Isnaldo apresentou seu relatório na manhã de sexta-feira (19/12) durante a sessão da Comissão Mista de Orçamento (CMO). O documento será submetido à votação do colegiado antes de seguir para o plenário do Congresso Nacional. Após a aprovação, será encaminhado para a sanção do presidente.
Desse total, R$ 49,9 bilhões são referentes a 7.180 emendas individuais e coletivas apresentadas pelos parlamentares, sendo 5.784 oriundas de deputados, 1.086 de senadores, 248 de bancadas estaduais e 62 de comissões permanentes. Esse montante se refere a despesas obrigatórias.
Além disso, há aproximadamente R$ 11,1 bilhões reservados para despesas discricionárias e projetos que fazem parte do novo Projeto de Aceleração do Crescimento (PAC).
Calendário de pagamentos estabelecido
Com a aprovação da Lei de Diretrizes Orçamentárias (LDO) no início do mês, o Congresso definiu um calendário para o pagamento das emendas. Os parlamentares determinaram que o governo deverá quitar 65% das emendas obrigatórias ainda no primeiro semestre do ano, aplicando-se aos R$ 49,9 bilhões previstos na Lei Orçamentária Anual.

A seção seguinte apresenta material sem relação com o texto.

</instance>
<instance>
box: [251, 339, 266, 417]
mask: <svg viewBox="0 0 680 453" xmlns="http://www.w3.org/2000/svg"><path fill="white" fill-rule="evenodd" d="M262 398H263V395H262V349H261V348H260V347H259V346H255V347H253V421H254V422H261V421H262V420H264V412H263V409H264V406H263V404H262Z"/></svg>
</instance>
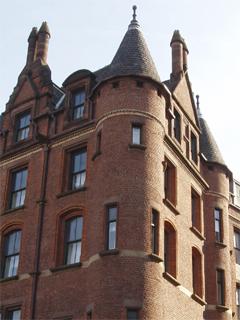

Superávit projetado de R$ 34,5 bilhões
O relator do Orçamento confirmou a expectativa de um superávit de R$ 34,5 bilhões nas contas da União para 2026. Esse valor representa 0,25% do Produto Interno Bruto (PIB) e está alinhado com a meta fiscal estabelecida pela equipe econômica.
Ainda na LDO, o Legislativo aliviou a pressão sobre o governo, permitindo que o Planalto busque apenas o piso da meta fiscal em 2026, sem a necessidade de atingir a meta central. Essa medida visa evitar contingenciamentos significativos.